Fig. 2.

Characterization of the role of leucine at position 856 in the zMR in the agonist response to progesterone and spironolactone. The approach is described for Fig. 1E with each data point representing the mean ± SEM derived from three independent experiments. (A) Transactivation responses of hMR 870 leucine and zMR 856 threonine. The analysis in Fig. 1E was repeated with 1 μM progesterone (P). Progesterone and progesterone plus aldosterone are less than aldosterone alone (*P < 0.01; P < 0.001) where indicated. The relative response, progesterone versus aldosterone (P vs. A), significantly differs between the intact MR LBD and the corresponding mutant MR LBD (P < 0.01). (B) Transactivation responses when the leucine in helix 1 (hMR 742 and zMR 728) is converted to alanine. The response of hMR threonine 870 leucine (hMR-T870L), hMR-T870L containing an alanine at position 742 (hMR-T870L-L742A), WT zMR (zMR), WT zMR (zMR) containing an alanine at position 728 (zMR-L728A), zMRLBD, and zMRLBD containing an alanine at position 728 (zMRLBD-L728A) to ligand (10 nM aldosterone [A] and 1 μM spironolactone [S]) were analyzed as for Fig. 1E. Spironolactone and spironolactone plus aldosterone are less than aldosterone alone (*P < 0.05; **P < 0.001) where indicated.
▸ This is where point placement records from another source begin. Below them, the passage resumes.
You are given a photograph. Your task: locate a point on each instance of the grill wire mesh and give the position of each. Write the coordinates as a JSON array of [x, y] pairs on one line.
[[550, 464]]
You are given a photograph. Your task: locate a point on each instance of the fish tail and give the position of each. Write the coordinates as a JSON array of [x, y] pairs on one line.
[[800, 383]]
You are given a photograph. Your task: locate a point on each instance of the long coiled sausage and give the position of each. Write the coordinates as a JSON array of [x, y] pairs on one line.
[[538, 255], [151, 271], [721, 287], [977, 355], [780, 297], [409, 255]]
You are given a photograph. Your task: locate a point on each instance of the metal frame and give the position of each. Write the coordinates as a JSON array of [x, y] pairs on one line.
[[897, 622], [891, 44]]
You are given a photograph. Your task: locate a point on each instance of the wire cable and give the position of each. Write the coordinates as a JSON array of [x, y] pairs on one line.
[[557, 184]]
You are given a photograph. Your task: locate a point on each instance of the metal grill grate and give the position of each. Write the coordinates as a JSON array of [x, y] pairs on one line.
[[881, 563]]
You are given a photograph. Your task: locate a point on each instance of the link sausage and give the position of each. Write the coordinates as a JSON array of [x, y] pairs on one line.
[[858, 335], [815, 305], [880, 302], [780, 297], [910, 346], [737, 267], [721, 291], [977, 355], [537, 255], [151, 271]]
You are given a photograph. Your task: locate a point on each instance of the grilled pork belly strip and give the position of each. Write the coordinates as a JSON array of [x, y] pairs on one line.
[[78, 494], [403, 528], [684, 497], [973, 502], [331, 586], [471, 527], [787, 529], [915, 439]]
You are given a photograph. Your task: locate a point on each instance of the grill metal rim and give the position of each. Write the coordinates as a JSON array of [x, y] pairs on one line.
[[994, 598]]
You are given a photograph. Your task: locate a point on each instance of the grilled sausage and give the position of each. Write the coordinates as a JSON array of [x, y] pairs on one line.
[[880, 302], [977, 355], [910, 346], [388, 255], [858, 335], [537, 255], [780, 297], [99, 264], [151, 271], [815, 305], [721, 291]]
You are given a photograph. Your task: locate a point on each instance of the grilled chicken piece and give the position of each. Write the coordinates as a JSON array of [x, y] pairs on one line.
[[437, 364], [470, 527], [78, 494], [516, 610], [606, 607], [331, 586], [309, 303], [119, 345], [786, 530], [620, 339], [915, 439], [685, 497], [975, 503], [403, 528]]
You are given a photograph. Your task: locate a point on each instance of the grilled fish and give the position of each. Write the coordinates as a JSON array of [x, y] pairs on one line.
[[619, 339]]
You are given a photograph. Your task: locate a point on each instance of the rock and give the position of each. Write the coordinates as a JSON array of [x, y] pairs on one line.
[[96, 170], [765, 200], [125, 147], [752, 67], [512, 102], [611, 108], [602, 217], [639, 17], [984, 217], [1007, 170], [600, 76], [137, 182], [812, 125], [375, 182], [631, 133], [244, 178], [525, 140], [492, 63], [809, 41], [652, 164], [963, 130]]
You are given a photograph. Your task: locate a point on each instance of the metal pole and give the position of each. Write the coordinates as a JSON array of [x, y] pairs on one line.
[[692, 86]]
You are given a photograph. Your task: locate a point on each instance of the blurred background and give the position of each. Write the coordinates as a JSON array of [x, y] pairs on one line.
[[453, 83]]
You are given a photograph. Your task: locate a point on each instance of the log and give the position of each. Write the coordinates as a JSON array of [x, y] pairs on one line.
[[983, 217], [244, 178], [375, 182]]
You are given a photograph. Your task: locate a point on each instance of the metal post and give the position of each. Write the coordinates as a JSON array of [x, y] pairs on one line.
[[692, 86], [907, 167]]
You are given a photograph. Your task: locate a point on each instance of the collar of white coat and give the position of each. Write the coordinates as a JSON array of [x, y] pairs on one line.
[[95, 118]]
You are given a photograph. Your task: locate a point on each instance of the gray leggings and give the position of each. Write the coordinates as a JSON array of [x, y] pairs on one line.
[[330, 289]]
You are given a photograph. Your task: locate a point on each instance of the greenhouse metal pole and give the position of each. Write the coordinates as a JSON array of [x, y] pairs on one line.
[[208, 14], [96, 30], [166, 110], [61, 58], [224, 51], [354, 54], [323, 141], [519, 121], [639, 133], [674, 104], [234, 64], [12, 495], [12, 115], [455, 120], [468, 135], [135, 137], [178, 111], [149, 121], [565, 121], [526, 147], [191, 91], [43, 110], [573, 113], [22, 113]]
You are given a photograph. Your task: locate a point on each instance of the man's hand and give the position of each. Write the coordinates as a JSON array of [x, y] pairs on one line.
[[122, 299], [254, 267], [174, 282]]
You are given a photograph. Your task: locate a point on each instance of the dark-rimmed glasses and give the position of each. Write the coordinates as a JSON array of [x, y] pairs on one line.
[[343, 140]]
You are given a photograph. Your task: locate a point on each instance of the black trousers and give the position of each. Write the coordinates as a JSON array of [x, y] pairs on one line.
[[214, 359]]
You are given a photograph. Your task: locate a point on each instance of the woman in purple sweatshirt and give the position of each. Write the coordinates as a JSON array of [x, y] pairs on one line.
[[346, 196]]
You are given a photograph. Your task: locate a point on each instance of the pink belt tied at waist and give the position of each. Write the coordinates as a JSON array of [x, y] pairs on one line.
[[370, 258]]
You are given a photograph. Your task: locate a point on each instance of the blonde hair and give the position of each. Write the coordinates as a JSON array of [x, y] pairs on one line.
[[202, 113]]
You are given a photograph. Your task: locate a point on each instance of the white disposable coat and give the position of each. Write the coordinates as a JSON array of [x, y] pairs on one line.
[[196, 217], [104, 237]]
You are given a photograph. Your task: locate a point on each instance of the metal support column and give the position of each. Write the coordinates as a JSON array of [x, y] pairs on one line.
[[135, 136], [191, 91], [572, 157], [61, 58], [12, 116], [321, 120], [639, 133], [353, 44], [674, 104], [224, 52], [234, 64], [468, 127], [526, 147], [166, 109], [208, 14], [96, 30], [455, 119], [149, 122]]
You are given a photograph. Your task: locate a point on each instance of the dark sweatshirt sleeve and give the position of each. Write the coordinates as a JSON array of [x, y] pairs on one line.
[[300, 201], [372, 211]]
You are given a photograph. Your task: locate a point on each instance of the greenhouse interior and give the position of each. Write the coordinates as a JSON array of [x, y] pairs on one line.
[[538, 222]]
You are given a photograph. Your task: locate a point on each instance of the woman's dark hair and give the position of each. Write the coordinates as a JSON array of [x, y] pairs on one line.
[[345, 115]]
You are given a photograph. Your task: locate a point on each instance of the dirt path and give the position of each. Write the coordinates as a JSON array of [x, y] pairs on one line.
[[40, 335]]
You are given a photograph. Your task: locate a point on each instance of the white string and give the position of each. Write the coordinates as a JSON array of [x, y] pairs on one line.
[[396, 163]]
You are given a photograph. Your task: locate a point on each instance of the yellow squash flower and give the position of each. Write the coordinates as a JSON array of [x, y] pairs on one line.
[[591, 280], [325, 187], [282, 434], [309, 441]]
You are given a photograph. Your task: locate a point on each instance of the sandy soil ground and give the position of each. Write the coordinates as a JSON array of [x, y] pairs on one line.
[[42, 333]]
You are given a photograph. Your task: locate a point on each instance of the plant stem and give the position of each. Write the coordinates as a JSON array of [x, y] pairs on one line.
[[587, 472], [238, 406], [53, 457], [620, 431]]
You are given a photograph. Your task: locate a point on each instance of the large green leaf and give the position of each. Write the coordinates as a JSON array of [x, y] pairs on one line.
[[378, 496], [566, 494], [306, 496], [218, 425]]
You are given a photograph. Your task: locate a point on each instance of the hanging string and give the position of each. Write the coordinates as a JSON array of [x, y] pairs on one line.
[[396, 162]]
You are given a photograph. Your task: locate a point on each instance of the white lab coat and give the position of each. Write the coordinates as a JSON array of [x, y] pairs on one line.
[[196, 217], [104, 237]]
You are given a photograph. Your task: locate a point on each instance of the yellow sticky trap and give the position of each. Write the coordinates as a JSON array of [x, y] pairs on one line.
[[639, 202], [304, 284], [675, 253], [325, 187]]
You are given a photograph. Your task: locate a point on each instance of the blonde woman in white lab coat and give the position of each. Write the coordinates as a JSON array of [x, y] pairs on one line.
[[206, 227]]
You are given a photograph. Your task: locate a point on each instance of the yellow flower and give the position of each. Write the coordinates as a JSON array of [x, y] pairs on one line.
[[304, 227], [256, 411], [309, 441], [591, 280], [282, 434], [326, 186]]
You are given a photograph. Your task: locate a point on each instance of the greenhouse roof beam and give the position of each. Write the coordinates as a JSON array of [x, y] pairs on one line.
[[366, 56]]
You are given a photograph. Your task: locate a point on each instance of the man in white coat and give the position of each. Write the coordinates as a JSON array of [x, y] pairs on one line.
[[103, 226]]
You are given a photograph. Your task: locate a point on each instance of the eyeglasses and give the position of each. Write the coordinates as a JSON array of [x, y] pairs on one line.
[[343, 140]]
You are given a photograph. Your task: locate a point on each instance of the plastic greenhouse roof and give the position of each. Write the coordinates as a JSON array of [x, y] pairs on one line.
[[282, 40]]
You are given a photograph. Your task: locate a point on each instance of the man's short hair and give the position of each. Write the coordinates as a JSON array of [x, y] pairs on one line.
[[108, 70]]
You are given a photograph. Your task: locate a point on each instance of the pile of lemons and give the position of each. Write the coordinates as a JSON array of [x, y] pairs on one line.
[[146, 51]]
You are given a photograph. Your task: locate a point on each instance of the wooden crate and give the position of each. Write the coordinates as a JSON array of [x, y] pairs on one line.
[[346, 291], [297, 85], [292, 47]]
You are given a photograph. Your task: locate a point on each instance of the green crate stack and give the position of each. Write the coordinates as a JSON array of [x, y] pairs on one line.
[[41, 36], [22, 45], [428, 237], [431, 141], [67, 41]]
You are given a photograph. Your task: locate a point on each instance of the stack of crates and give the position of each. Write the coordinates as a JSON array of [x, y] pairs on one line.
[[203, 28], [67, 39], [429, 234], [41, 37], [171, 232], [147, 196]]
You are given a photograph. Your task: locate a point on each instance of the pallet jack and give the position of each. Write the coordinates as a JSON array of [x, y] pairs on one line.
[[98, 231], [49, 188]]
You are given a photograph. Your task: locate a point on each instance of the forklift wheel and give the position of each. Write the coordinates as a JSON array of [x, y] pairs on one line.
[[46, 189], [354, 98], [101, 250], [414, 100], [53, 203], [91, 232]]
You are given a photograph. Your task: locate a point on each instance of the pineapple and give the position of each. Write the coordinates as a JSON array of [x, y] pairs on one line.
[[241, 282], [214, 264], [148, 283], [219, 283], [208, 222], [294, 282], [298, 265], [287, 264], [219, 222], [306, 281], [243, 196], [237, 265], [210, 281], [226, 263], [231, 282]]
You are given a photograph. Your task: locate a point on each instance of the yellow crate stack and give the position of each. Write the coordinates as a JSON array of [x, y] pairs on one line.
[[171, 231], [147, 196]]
The relative response, S vs. A, differs between the intact MR LBD and the corresponding mutant MR LBD (P < 0.001). (C) Transactivation responses when the leucine in helix 1 (hMR 742 and zMR 728) is converted to alanine as in C but with progesterone (P). All treatment groups (A, P, and A+P) are greater than vehicle alone (P < 0.05). Progesterone and progesterone plus aldosterone are less than aldosterone alone (*P < 0.05; **P < 0.001) where indicated. The relative response, P vs. A, significantly differs between the intact MR LBD and the corresponding mutant MR LBD (P < 0.01).